The full impact of Merkel's actions, especially encouraging the huge influx of people in 2015, will take time to play out. The closing of the nuclear power stations, some of which are quite new, has forced Germany to revert to burning lignite coal and increased its dependance on Russian gas.
And what about Merkel's effect on German politics more generally, with the steady weakening of the CDU-CSU suffering its worst ever result (24 percent of the national vote) in 2021.
Her decision to close down Germany’s nuclear power program—again, a decision she took “almost alone”—has led not only to Germany having the highest energy prices in Europe but also to its continued reliance on coal to handle the “intermittency” problem of renewables.
She prevented reform of the euro in the 2015 Greek crisis, trapping Greece in a debtor’s prison and inflicting stagnation, high youth unemployment and emigration on Mediterranean Europe.
Her promotion of the undersea Nordstream pipelines 1 and 2, against the objections of Washington and Brussels, increased Germany’s and Europe’s over-reliance on Russian energy while enabling Putin to use energy pricing and supplies as weapons against Poland and Ukraine.

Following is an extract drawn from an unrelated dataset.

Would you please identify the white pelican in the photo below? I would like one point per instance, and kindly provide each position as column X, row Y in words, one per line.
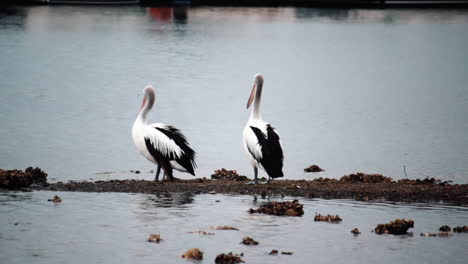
column 261, row 141
column 163, row 145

Her 2008 veto of George Bush’s proposal to invite Ukraine and Georgia to join NATO effectively invited Putin to invade both countries, which he promptly did—a result hardly redeemed by what the Economist regards as her standing up to Putin by imposing sanctions on Russia.
Her most negative triumph, however, is the extraordinary fact that although she won five elections in a row, she progressively weakened her own Christian Democrat Party in Germany and its party group, the European People’s Party, in the European Parliament.